E non posso e non voglio limitarmi a osservare che l’autore è troppo smanioso di piacere, che fa troppi giochi d’artificio, mette troppo zucchero o troppo sale. Insomma, non posso e non voglio farmi vincere da una certa stizza e decretare, sic et simpliciter, che Jonathan Safran Foer, al suo terzo romanzo dopo “Ogni cosa è illuminata” (2002) e “Molto forte, incredibilmente vicino” (2005), ha scritto un testo così accattivante da risultare stucchevole, così furbo da offrirsi, prima ancora che a essere letto, a essere hollywoodato (se permettete l’orrido neologismo).
Ma non posso e non voglio. E il perché consiste nel fatto che lo scrittore americano ha talento, è brillante, sa che cosa è il sense of humour, e crede davvero nella letteratura. E questo lenisce il fastidio e muove a un certo rispetto. Perché Safran Foer (forse non a caso ribattezzato Savoir Faire da Jonathan Franzen) possiede a tratti la grazia e l’inventività del vero scrittore, ne possiede l’intelligenza, la vulnerabilità, direi persino l’incertezza (che in fondo è la sua dote migliore).
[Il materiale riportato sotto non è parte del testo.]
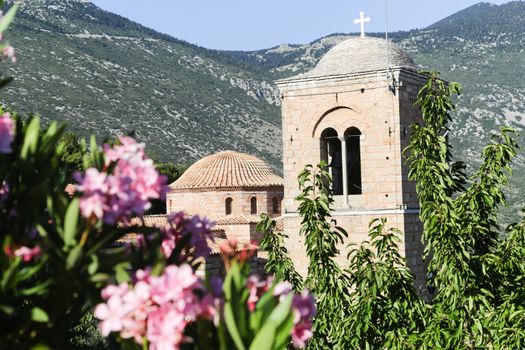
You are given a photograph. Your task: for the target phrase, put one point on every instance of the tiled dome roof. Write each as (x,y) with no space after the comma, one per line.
(227,170)
(357,55)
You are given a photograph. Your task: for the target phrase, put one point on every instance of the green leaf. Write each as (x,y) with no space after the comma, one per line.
(41,347)
(31,138)
(39,315)
(73,257)
(232,326)
(121,274)
(71,222)
(8,18)
(265,339)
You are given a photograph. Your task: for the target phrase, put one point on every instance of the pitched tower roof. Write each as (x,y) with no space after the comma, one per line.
(227,170)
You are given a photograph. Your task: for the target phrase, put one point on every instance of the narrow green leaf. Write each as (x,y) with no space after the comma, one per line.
(265,339)
(70,222)
(8,18)
(39,315)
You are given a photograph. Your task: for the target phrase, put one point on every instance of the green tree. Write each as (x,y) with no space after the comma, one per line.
(478,273)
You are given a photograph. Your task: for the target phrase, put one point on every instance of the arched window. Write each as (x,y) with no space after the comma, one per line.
(353,160)
(253,205)
(228,204)
(276,205)
(331,153)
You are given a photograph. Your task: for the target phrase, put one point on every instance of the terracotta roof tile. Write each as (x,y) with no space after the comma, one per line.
(238,220)
(225,170)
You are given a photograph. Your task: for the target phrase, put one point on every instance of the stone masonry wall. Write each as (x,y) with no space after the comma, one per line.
(212,203)
(363,101)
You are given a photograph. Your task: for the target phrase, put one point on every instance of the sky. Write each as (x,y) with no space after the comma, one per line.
(260,24)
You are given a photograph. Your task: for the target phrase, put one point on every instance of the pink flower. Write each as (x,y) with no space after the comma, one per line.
(303,306)
(301,333)
(282,289)
(127,191)
(256,289)
(4,191)
(198,229)
(7,132)
(117,291)
(165,328)
(157,308)
(111,314)
(9,52)
(28,254)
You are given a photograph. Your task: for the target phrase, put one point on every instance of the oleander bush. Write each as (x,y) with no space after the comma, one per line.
(65,267)
(475,265)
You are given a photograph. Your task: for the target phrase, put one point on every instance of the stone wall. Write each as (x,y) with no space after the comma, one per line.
(212,203)
(364,101)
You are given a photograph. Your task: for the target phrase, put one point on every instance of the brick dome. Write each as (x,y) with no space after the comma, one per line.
(226,171)
(357,55)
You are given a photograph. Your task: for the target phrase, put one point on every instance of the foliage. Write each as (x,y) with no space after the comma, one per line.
(477,273)
(278,262)
(63,254)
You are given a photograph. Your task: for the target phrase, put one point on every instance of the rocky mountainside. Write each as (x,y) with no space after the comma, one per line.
(482,47)
(102,73)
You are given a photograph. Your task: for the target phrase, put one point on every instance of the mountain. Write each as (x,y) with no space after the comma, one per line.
(102,73)
(482,47)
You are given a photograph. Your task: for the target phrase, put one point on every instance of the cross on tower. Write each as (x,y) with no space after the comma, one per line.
(362,20)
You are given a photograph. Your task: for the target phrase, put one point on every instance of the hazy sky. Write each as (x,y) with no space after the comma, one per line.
(258,24)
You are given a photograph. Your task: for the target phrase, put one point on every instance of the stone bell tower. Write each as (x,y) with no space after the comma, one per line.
(353,110)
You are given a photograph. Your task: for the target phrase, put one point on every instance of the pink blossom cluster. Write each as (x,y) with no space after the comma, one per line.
(303,306)
(196,228)
(28,254)
(4,191)
(156,308)
(7,132)
(7,50)
(126,187)
(304,310)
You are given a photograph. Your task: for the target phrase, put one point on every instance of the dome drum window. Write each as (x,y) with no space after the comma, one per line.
(253,205)
(343,156)
(228,206)
(276,205)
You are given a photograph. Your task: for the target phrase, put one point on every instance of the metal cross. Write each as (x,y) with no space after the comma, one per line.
(362,20)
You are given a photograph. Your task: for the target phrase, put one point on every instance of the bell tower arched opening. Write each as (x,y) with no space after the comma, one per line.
(353,161)
(331,153)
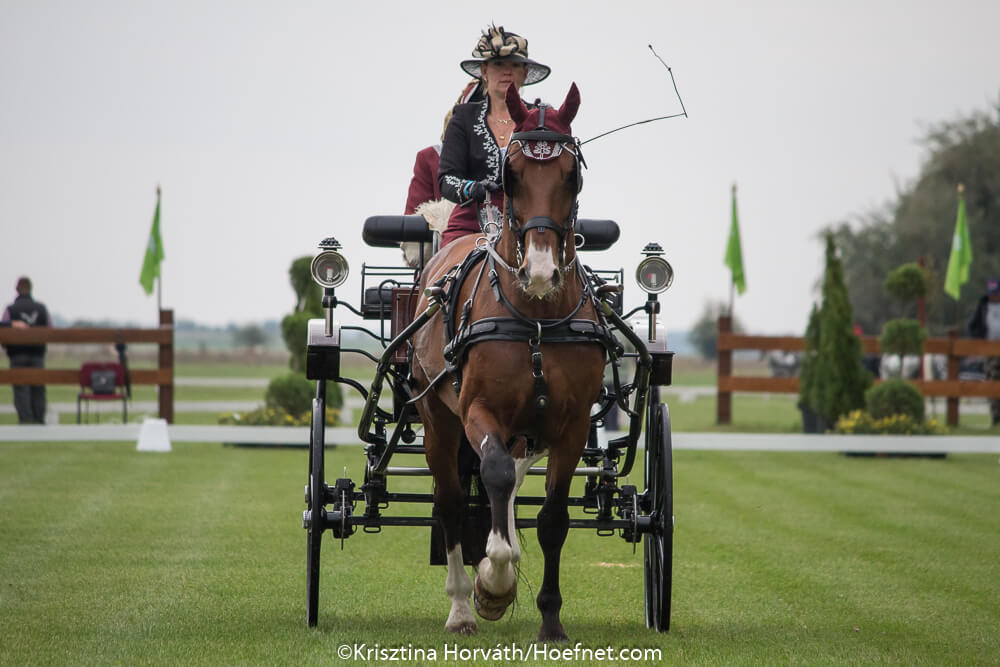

Certo, ci sono difetti, nel libro, che hanno quasi dell’incredibile. Per esempio, la storia della giovane famiglia Bloch, ebrei mediamente privilegiati in quel di Washington, capaci di ferirsi a morte l’un l’altro per motivi che definire inessenziali è poco - bene, questa famiglia viene messa per un momento a tacere nelle sue lagne e tormenti da un evento catastrofico: uno spaventoso terremoto in Israele, a cui fa seguito una guerra violentissima in tutto il Medio Oriente. Il che accade più o meno a pagina 300, quando ormai il lettore langue dietro alle beghe dei Bloch. Ora voi credete che un tale accadimento un po’ fantascientifico e un po’ fantapolitico produca segni marcati sulla trama? No. Safran Foer continua a imbastire i suoi giochi di prestidigitazione come ipnotizzato da se stesso.